To Compare Cost and Effectiveness of Emperically Treated Antibiotic Magnex Forte and Cepez-SB in the Treatment of Acute Gastroenteritis
Journal Title: International Journal of Pharma Research and Health Sciences - Year 2017, Vol 5, Issue 6
Abstract
Background: Health systems have multiple goals, but the fundamental reason they exist is to improve health. Cost And Effectiveness Analysis (CEA) is one tool decision-makers can use to asses and potentially improve the performance of the health systems. Cost effectiveness analysis (CEA) is a form of economic analysis that compares the relative costs and outcomes (effects) of different courses of action. Objective: The purpose of the study is to asses which intervention provides the highest value for the money and helps to choose the intervention which maximize health outcome in gastroenteritis patients treated with generic (Cepez-SB) and brand (Magnex Forte) formulation. Methods: A comparative observational study was conducted in 80 inpatients admitted with gastroenteritis in gastroenterology department in Global Hospital, Hyderabad for a period of six months and data was analyzed using paired T-test. Results: In this study a total 80 patients were enrolled out of which 40 patients received brand form (MF) and 40 patients received generic form (Cepez-SB). For brand formulation majority were in the age group of 40-60 and for generic formulation majority were in the age group of 50-60. The average cost of drug per patients in Cepez-SB arm is lower i.e., INR 4455.00/- and for MF arm is INR 4944.00/-. The average number of days symptoms subsided for Magnex Forte group is lower i.e., 3.98 days and for the Cepez-SB group was 4.93 days.
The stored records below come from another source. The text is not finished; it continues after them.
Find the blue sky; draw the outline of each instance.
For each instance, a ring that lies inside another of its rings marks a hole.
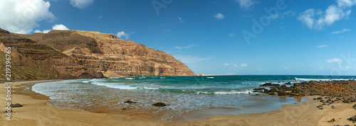
[[[0,28],[111,33],[164,51],[196,74],[355,75],[355,6],[356,0],[3,0]]]

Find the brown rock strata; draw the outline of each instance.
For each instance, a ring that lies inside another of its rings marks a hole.
[[[81,30],[19,35],[51,47],[108,77],[194,76],[172,55],[116,35]]]
[[[6,49],[11,47],[11,79],[103,78],[62,52],[0,28],[0,79],[5,79]]]

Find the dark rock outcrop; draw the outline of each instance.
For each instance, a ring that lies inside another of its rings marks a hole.
[[[352,116],[352,117],[348,118],[347,120],[350,120],[350,121],[352,121],[353,122],[356,122],[356,115]]]
[[[134,101],[127,101],[124,103],[137,103],[137,102],[134,102]]]
[[[18,108],[18,107],[22,107],[22,106],[23,106],[23,105],[22,105],[20,103],[16,103],[16,104],[11,104],[11,105],[10,105],[10,107],[11,107],[11,108]]]
[[[157,106],[157,107],[164,107],[167,105],[163,103],[156,103],[152,104],[152,105]]]

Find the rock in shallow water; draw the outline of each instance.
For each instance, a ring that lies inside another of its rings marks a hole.
[[[10,105],[10,107],[11,107],[11,108],[22,107],[22,106],[23,106],[23,105],[22,105],[20,103],[16,103],[16,104],[11,104],[11,105]]]
[[[335,122],[335,119],[333,118],[331,119],[330,121],[328,121],[328,122]]]
[[[137,102],[134,102],[134,101],[127,101],[124,103],[137,103]]]
[[[156,103],[155,104],[152,104],[154,106],[157,106],[157,107],[164,107],[164,106],[167,106],[166,104],[163,103]]]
The average length of hospitalization for MF is lower i.e., 4.375 days and for Cepez-SB is 4.975 days. The average total hospitalization cost for MF is lower i.e., INR 28474.53/- and for Cepez-SB is INR 29362.95/- . Conclusion: We provided a detailed description of costs and effects of both brand and generic forms of cefoperazone - sulbactam in gastroenteritis patients. Results demonstrated that Magnex Forte (brand form) was superior to the Cepez-SB (generic form) used in the study in all aspects and that it also had a better safety profile. We concluded the use of generic drugs could be related with an increased days of disease or might lead to a therapeutic failure; on the other hand, a higher drug concentration might expose patients to an increased risk of dose-dependent side-effects. Overall, it is advisable to well evaluate the effects of generic formulations during the therapeutic treatment.